The Oxford School of Drama

Third Year Student Advice

We asked a Third Year Student if they had any advice for those students who will need to work alongside their training.

Jessica Whiley, Three Year Course student, gave us this really helpful advice to offer.

During my time at the school, I’ve worked a part time job on the weekend. This has supported my living costs as a student, monthly bills, food shopping, gym membership and other things like the occasional dinner or night out with friends. In my first year I worked in Oxford city centre in the Westgate, travelling to and from work on the bus. I then moved to Woodstock in my third year and switched to a job more locally. My jobs have included retail, teaching at a stage school and even bridal styling! 

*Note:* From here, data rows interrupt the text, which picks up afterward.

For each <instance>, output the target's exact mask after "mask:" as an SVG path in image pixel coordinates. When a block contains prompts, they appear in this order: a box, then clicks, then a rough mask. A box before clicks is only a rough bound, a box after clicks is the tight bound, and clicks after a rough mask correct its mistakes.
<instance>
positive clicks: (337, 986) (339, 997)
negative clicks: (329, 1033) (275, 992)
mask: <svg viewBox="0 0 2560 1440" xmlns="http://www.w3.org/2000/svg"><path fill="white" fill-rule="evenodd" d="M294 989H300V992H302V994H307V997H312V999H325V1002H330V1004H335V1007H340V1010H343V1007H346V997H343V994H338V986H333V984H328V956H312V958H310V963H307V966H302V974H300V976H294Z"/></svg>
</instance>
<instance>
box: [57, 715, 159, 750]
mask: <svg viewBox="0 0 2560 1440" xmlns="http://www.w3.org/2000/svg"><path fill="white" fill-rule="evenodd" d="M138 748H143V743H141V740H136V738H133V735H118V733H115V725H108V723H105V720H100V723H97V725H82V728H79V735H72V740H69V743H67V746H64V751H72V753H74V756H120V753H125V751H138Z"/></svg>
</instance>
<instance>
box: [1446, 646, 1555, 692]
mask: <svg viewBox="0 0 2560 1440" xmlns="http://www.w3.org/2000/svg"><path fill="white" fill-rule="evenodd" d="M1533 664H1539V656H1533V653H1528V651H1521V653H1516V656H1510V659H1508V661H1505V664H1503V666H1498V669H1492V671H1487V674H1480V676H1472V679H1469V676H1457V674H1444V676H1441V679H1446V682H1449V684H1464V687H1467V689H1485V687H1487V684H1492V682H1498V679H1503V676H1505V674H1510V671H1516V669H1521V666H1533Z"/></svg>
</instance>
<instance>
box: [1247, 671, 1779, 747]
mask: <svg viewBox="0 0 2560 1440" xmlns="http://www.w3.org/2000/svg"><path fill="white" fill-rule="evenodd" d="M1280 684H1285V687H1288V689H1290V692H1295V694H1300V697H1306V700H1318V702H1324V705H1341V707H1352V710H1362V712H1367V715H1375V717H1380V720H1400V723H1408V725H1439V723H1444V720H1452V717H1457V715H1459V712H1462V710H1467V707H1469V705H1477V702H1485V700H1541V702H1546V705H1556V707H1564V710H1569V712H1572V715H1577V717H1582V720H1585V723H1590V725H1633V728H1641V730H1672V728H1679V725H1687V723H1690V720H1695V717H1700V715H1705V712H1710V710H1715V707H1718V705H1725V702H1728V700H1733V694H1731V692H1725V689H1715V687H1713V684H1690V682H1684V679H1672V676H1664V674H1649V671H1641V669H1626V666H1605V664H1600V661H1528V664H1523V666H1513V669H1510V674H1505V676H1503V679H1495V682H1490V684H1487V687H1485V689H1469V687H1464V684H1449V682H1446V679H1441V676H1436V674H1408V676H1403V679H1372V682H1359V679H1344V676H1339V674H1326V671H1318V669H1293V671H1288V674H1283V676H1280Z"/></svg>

Having a job is something that many of you may have to do whilst you’re training, and it’s totally doable. However here are some tips I have about how to manage doing both…

 

  • Try not to work on both days of the weekend if you can. You MUST get time to rest, see friends and unwind. You’ll also need to complete the work that’s due for the coming week. Food prep will be important, as well as all the practical things like washing and cleaning. If it’s your first time living away from home it may be an adjustment for you to have to manage your time effectively (and trust me, we all struggle with this!) so giving yourself at least one day off to get the basics done will help you immensely.
  • Work a job that feels sustainable. The training will be physically and emotionally challenging, so try to do something you feel you can keep up for the ten or eleven weeks of the term time. Also bear in mind that your employer might want you to work during the holidays if you have a contract! 
  • Try, if you can, to work a job that you’ll enjoy. Perhaps you’re really sociable and a coffee shop would suit you best. Oxford and Woodstock have some lovely cafes, restaurants and bars that are always looking for staff. Again, because the training can be very full on you want to wake up on a Saturday or Sunday and look forward to going into work. If the role has perks like free food on your lunch break, then this is a great way of budgeting.
  • Remember too that your employer (unless they did it in a past life) won’t understand what drama school really entails! So, they will be expecting you to crack on with full energy like everybody else. They’ll probably compare it to university, which we all know is totally different. Keep in mind they may not understand or have empathy for what you’ve been up to during the week.
  • Always remember to check your pay slip to make sure you’re being paid for your correct working hours, and you’re getting all your holiday pay/allowance etc. Sometimes employers can be cheeky, especially with students if you’re on a 0 hour contract for example. Be aware of what the job entails and make sure you’re on it!!
  • Budget where you can. This is a given for all students anyway, but when you’re earning your own money to pay your way, it helps to keep on top of what you are spending and how. There have been times where I’ve got carried away and haven’t budgeted well. It’s surprising how much this can throw you off for the following weeks, and with no more time to work it can be tricky to get back on track. I found that making a note folder even in my phone or even a spreadsheet is so helpful. Detail both incomes and outgoings. This way you can really aware of what needs to be spent and when, and how much you need for the following month etc.
  • And finally – please, please don’t worry about not being able to “do it all”. It’s really easy to feel disheartened when you’re struggling as a student financially. Particularly if there are certain things you’d like to do but can’t afford to; go out more often, get new clothes, travel etc. I’ve had many of these moments of frustration! But remember that you’re taking on the most incredible opportunity, and so every sacrifice you make is worth it. It is difficult, but try and see it as an opportunity to build resilience and a strong work ethic! Some of the hardest times I’ve had on the course have happened when I’ve had a full on week of assessments or shows, and then I’m up at 6:30 for work on a Saturday. It wasn’t easy, but it taught me a LOT about managing my time and persevering. Plus, once you’ve graduated and you’re just getting started in the industry there may be times where you’re working multiple jobs to keep on top of rent and bills etc. Think of this as an opportunity to get good at the act of balancing!